Kit: No. JA63901
Manufacturer: Jaguar, distributed by Marco Polo Import, 532 S. Coralridge Place, City of Industry, CA 91746, &626-333-2328
Comments: Mixed media, 453 parts (129 resin, 324 injection-molded styrene)
Pros: Excellent exterior detail, individual-link track, good overall fit, accurate
Cons: Poor illustrations in instructions complicate building, tedious assembly of track
The development of what would become the M551 Sheridan began in the early 1950s with the need for an air-deployable light tank. General Motors' design was accepted for development in 1960. The small tank featured a unique gun that could fire either a Shillelagh missile, or a special, caseless high-explosive round.
Teething problems with the armament plagued the Sheridan, especially in the humid climate of Vietnam. The Sheridan, originally envisioned as a heavily armed reconnaissance vehicle, found itself in the role of a main battle tank. The U.S. Army began phasing out the Sheridan in the late 1970s, but the 82nd Airborne continued to use the vehicle. The M551 saw action in Panama (Operation Just Cause), and it was the first U.S. armored vehicle deployed in the Gulf when Iraq invaded Kuwait (Operation Desert Shield).
Jaguar, a producer of resin detail and figure kits, has chosen the M551 as its first complete kit. It is molded almost completely in a light tan resin. Only the road wheels and individual-link tracks are injection molded. I was impressed with the quality of the detail in the moldings; no large lugs of excess resin are present on the parts, making cleanup quick. I left most of the small parts on their resin plugs until they were needed.
Four pages of instructions with a parts list and grainy photos show placement. It is difficult to distinguish some of the parts and their location. No decals or color notes are provided, except for the color photographs of a finished model on the box top.

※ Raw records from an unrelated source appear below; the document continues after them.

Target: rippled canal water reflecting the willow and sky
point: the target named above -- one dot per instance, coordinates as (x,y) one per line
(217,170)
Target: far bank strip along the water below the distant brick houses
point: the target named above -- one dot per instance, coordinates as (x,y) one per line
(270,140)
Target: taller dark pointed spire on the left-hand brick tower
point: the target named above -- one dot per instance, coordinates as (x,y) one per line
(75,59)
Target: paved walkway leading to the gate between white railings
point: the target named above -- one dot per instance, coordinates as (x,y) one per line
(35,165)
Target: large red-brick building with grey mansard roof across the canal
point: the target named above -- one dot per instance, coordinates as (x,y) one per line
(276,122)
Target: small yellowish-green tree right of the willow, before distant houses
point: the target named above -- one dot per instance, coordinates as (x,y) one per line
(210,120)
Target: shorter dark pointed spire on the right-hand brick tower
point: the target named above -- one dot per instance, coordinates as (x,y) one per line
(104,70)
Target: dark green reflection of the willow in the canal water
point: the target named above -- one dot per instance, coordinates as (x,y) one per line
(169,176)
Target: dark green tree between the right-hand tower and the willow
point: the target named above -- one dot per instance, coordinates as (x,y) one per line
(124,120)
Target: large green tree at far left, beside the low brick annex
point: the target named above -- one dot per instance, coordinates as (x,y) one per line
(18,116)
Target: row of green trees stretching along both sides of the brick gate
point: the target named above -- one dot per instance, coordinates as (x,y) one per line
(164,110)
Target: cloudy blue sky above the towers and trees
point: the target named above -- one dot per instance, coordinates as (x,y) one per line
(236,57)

Before starting, I stuck the small parts to card stock and labeled them with their part numbers. Some of the parts were identified by process of elimination.
I started assembly with the hull, rather than the turret as the instructions show. Most of the suspension arms are keyed to the hull. Carefully install them so they all line up in the right position. I could only guess at the location of the shock absorbers as the photo is murky.
The tires are separate parts from the road wheels, and I added them to the rims but left the road wheel halves apart until after painting. All hatches are separate, so you can install them open or closed, but since no interior is provided, I closed them.
There were a few small gaps to fill between the upper and lower hull halves. Adding the details to the hull was easy. You have a choice of two styles of tow hooks for the rear of the vehicle. I couldn't tell them apart from the illustrations, but made sure I used two of the same style on the front, as well as on the rear. Dry-fit the fender flaps (part Nos. 28-30) to the hull before you add the tow hooks to make sure they won't interfere when the flaps are installed later. The brush guards for the headlights are delicate resin castings; one of mine was broken in the package, and I broke the other while trying to clean it up. Phooey! I left them off. I'll replace them later with wire or stretched sprue.
The turret is molded in one piece and features excellent detail. The holes were too small for the commander's and loader's hatches, and you have to be careful enlarging the loader's hatchway - it's easy to make the hole too big!
The rear turret basket is molded in one piece and requires a delicate touch to remove the resin flash. No mesh is provided for the turret basket. The main gun tube was slightly warped, but I corrected it with heat and careful bending.
Painting my Sheridan was easy. After painting the tires grimy black, the entire vehicle was painted with Testor Acryl U.S. Desert Storm Tan. The road wheels fit loosely on the suspension arms, so I attached them with gel super glue, making sure they were straight and level.
Jaguar's tracks are well molded, and the only cleanup was the sprue attachment points. The individual links were fiddly and took longer to assembly than others I've built. I glued them into strips with Testor liquid cement. After they had set a while, I added them to the suspension, carefully bending them around the drive and idler sprockets. Photos show a lot of track sag, so I formed mine that way. Although the instructions say you need 115 links of track per side, I ended up using 121 per side. After they dried overnight, I painted them with Testor Acryl rust and then dry-brushed them with Testor steel.
I covered the searchlight reflector with Bare-Metal Foil, then gave my Sheridan a wash of burnt-umber oil paint thinned with mineral spirits. When this was dry, the entire vehicle was dry-brushed with the base color lightened with white.
My Sheridan took about 32 hours to build, a little longer than an injection-molded kit. Some of the extra time went into figuring what part went where. The finished model matches exactly the dimensions in Squadron/Signal's M551 in Action. Jaguar's Sheridan is a challenge even for experienced builders, but it is the most accurate Sheridan available, and well worth the extra effort.